TOUJOURS PLUS VITE… EN RETRAITE ?

 

« Deux retraités pour trois actifs(1) à l’horizon 2040 » : on connaît la version arithmétique du « problème des retraites », privilégiée par les présents réformateurs (et relayée complaisamment tant par les média que par les compagnies d’assurances privées…). Elle a le mérite de la simplicité et s’appuie, il est vrai, sur des données impressionnantes : le jeu conjugué de l’allongement de l’espérance de vie et de l’inversion démographique (phénomènes prévisibles autant qu’incontournables du fait de leur grande inertie) ne peut conduire, en l’état actuel de nos systèmes de retraite, qu’à une augmentation insoutenable des cotisations sociales. S’il s’agit, en effet d’accroître les cotisations dites « patronales », l’alourdissement consécutif du coût du travail ne peut, dans le cadre concurrentiel qui est le nôtre aujourd’hui, que pénaliser l’emploi (soit l’on délocalise, soit l’on substitue du capital au travail… en automatisant les tâches par exemple).

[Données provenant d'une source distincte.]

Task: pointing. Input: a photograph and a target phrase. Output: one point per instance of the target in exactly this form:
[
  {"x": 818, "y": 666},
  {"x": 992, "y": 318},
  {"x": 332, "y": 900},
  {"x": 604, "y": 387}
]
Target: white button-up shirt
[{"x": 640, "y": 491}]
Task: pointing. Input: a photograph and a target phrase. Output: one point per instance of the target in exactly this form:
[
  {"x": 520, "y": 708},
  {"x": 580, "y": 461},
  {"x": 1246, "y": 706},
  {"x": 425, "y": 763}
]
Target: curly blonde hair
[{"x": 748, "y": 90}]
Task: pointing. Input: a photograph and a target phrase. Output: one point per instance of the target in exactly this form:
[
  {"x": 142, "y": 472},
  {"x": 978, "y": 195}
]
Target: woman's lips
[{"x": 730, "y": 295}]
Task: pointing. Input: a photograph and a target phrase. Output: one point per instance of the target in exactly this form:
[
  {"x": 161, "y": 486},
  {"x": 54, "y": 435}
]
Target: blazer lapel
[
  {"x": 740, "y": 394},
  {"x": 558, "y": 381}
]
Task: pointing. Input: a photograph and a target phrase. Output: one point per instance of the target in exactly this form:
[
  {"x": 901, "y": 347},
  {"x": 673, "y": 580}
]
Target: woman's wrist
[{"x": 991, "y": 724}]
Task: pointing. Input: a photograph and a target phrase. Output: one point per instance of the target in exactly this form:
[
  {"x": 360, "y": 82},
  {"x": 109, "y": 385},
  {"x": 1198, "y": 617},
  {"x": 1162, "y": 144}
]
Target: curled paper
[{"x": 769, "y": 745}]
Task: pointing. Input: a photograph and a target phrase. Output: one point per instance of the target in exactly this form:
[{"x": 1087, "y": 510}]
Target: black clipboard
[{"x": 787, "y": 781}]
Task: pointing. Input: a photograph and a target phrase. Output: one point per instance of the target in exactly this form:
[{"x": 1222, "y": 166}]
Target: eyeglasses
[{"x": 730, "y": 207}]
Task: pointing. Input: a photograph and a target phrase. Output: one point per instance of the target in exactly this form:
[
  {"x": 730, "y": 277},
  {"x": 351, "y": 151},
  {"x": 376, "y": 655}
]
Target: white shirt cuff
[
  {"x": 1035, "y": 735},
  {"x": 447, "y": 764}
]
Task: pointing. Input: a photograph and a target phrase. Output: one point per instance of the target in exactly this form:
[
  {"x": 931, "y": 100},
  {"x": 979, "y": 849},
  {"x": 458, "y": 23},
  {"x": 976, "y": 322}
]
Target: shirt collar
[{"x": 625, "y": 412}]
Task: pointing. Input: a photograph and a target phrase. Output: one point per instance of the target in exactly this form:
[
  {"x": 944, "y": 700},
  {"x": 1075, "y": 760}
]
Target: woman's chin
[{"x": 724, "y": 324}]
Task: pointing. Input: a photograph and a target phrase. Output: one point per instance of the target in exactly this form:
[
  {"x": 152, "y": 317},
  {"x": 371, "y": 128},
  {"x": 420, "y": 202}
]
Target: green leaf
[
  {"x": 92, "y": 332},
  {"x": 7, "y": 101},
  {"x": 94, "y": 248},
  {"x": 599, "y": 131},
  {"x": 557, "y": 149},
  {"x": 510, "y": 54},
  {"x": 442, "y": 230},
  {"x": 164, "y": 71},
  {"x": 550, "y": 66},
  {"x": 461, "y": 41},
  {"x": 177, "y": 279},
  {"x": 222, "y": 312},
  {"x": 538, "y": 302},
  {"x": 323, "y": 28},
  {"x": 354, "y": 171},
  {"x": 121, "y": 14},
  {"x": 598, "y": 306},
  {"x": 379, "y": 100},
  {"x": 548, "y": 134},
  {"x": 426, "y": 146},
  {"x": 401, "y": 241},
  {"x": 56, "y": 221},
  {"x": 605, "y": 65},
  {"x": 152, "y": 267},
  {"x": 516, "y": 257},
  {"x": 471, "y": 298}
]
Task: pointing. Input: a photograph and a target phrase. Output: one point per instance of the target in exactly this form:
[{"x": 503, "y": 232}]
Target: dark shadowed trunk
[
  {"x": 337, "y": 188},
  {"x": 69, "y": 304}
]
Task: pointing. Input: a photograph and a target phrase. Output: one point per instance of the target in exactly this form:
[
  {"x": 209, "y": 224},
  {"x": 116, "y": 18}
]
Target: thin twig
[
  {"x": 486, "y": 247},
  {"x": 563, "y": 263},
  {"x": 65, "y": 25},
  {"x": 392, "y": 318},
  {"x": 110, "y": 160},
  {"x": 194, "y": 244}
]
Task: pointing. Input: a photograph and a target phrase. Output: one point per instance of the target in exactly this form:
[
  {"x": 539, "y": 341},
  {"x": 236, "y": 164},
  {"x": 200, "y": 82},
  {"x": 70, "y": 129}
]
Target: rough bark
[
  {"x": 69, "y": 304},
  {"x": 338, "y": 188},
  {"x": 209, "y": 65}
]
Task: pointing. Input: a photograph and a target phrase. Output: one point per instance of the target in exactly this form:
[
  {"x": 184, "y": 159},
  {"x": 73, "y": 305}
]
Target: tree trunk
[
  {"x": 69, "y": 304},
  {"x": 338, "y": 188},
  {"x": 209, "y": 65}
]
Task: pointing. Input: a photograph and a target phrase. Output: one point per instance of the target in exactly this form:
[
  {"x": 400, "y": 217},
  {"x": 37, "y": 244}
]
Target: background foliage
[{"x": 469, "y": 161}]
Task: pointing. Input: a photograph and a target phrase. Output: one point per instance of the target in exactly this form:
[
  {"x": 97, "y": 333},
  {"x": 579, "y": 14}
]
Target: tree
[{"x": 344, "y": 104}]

Et qui proposera d’augmenter la part dite « salariale » des cotisations ? Ceux-là même qui devraient l’assumer – les jeunes actifs – ont déjà subi depuis une quinzaine d’année une nette dégradation de leur pouvoir d’achat, relativement à celui des retraités (dont le niveau de vie, globalement(2), n’a jamais été aussi élevé) ?

Dés lors les solutions semblent s’imposer : repousser(3) l’âge de la retraite (version euphémisée : « allonger les durées de cotisation ») et / ou réduire le montant des pensions dues (version libérale : « organiser la montée en puissance de l’épargne-retraite pour soulager les régimes par répartition« ). Et d’appuyer la démonstration sur les comparaisons, en effet éloquentes, qui révèlent que notre pays a pratiquement le taux d’activité le plus faible d’Europe (comprendre que la France a choisi d’affecter l’effort de création de richesse sur une frange de population des plus restreintes : on y rentre plus tard sur le marché du travail et on le quitte plus tôt qu’ailleurs).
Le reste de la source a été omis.